In the past few years, the design and manufacturing of circuits at nanoscopic scale for integrated devices has become one of the frontier fields in new material science and technology. The significant reduction achieved in these devices often is accompanied by new discoveries in how they behave when the systems are of extremely small dimensions. Understanding this new physics at the nanoscopic scale has enabled researchers to study the possibility of designing new materials with innovative characteristics.
One of the crucial properties when designing chips is the thermal conductivity of the devices integrated in the chip, i.e. their capacity to remove or accumulate energy. This property is essential to control the heating of micro-sized circuits, which represents one of the current physical limitations to computing potential. Combining heat and electricity creates thermoelectric effects which would allow circuits to cool down and would increase the power of computing.
Until now, no material has contained the properties needed to be efficient enough in terms of thermoelectric behavior. This is why obtaining materials at nanometric scale can be useful for the improvement of thermoelectric properties, since these materials can achieve a significant reduction in thermal conductivity and, at the same time, maintain a high level of electrical conductivity, which is needed to obtain a high thermoelectric efficiency.

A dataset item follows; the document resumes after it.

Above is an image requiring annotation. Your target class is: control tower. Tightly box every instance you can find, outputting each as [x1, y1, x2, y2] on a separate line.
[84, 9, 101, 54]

In this project, researchers of the UAB Department of Physics and the Barcelona Institute of Materials Science (ICMAB-CSIC) have worked together to develop a new material based on supernets formed with two alternative layers, one made up of silicon (Si) and the other of germanium (Ge) nanocrystals (quantum dots). In comparison to previous improvements, this project proposes to place the quantum dots in an uncorrelated fashion on consecutive layers. In other words, the dots on one layer would not be vertically aligned with those of the lower layer. This is achieved by introducing a small sub-layer of carbon between each silicon-Ge nanodots layer, which hides the information of the quantum dots found on the lower levels.
The main result of the uncorrelation between consecutive layers is the reduction in thermal conductivity since it becomes more difficult to transport heat perpendicularly from the multilayers. Researchers were able to prove that this reduction reached a factor in excess of two when compared to structures with a vertical correlation of dots. This could greatly influence the design of new materials with improved thermoelectric characteristics and pave the way for the creation of nanofridges for common semiconductor devices, given that it is compatible to silicon technology.
Ge-based structures also could be used in high-temperature applications, such as in recovering heat generated in combustion processes and converting it to electrical energy.
A second and important aspect of this project is the theoretic study of the thermal properties this new material contains through a simple model based on the modification of the Fourier heat equation, which can predict its behavior according to the dimensions of its characteristics. Thus, with the help of results from previous studies, researchers were able to understand the theoretical foundations of thermal conductivity of this nanostructured material. Research members are now working to develop a material with a good level of electric conductivity through controlled doping of the structure.
The research was coordinated by Javier Rodríguez, professor at the UAB Department of Physics, with the participation of Jaime Alvarez, Xavier Alvarez and David Jou, also from the UAB Department of Physics, as well as CSIC researchers Paul Lacharmoise, Alessandro Bernardi, Isabel Alonso, and ICREA researcher Alejandro Goñi. Part of the research was carried out at the Nanotechnology Lab of the MATGAS research centre located at the UAB Research Park. The research recently was published in Applied Physics Letters.